We assess the reliability of measured farm sizes (ownership holdings) in the Living Standard Measurement Study – Integrated Surveys on Agriculture (LSMS-ISA) in Ethiopia and Malawi based on three survey rounds (2012, 2014, 2016) in Ethiopia and four rounds (2010, 2013, 2016, 2019) in Malawi. By using the balanced panel of households that participated in all the rounds, we utilized the within-household variation in reported and measured ownership holdings that, to a large extent, were measured with GPSs and/or with rope and compass. While this gives reliable measures of reported holdings, we detect substantial under-reporting of parcels over time within households. We find that the estimated farm sizes within survey rounds are substantially downward biased due to systematic and stochastic under-reporting of parcels. Such biases are substantial in the data from both countries, in all survey rounds, and in all regions of each country.
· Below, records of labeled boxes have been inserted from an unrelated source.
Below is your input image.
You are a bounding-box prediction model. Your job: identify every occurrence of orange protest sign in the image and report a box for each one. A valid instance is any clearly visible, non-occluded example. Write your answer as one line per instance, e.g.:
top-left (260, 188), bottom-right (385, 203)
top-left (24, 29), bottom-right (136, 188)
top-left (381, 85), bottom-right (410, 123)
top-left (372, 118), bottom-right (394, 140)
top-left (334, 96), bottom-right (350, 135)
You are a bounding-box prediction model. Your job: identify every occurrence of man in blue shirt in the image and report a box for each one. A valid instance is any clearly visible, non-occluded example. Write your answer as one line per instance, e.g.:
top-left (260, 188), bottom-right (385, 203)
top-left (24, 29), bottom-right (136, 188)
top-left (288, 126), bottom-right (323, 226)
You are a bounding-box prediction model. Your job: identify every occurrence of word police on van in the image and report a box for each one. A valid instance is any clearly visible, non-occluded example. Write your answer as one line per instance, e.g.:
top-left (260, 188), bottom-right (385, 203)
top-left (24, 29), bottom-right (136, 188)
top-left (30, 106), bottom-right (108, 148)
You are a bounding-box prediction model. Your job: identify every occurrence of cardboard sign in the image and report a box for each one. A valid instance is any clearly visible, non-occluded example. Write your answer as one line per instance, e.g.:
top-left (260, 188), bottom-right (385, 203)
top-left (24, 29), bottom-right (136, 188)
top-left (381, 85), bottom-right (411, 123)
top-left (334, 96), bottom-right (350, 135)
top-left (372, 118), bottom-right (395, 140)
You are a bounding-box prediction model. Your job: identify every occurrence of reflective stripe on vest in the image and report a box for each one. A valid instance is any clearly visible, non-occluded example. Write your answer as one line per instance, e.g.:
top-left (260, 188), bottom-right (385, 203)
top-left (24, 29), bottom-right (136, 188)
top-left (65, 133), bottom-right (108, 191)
Based on the analyses, we propose that the maximum within-household reported farm sizes over several survey rounds provide a more reliable proxy for the actual farm size distributions, as these maximum sizes are less likely to be biased due to parcel attrition. The ignorance of this non-classical measurement error is associated with a downward bias in the range of 20-30% in average and median farm sizes and an upward bias in the Gini-coefficients for farm size distributions. We propose ideas for follow-up research and improvements in collecting these data types and draw some policy implications.

Suggested Citation

  • Holden, Stein T. & Makate, Clifton & Tione, Sarah, 2023. "Measurement Error and Farm Size: Do Nationally Representative Surveys Provide Reliable Estimates? ," CLTS Working Papers 7/23, Norwegian University of Life Sciences, Centre for Land Tenure Studies.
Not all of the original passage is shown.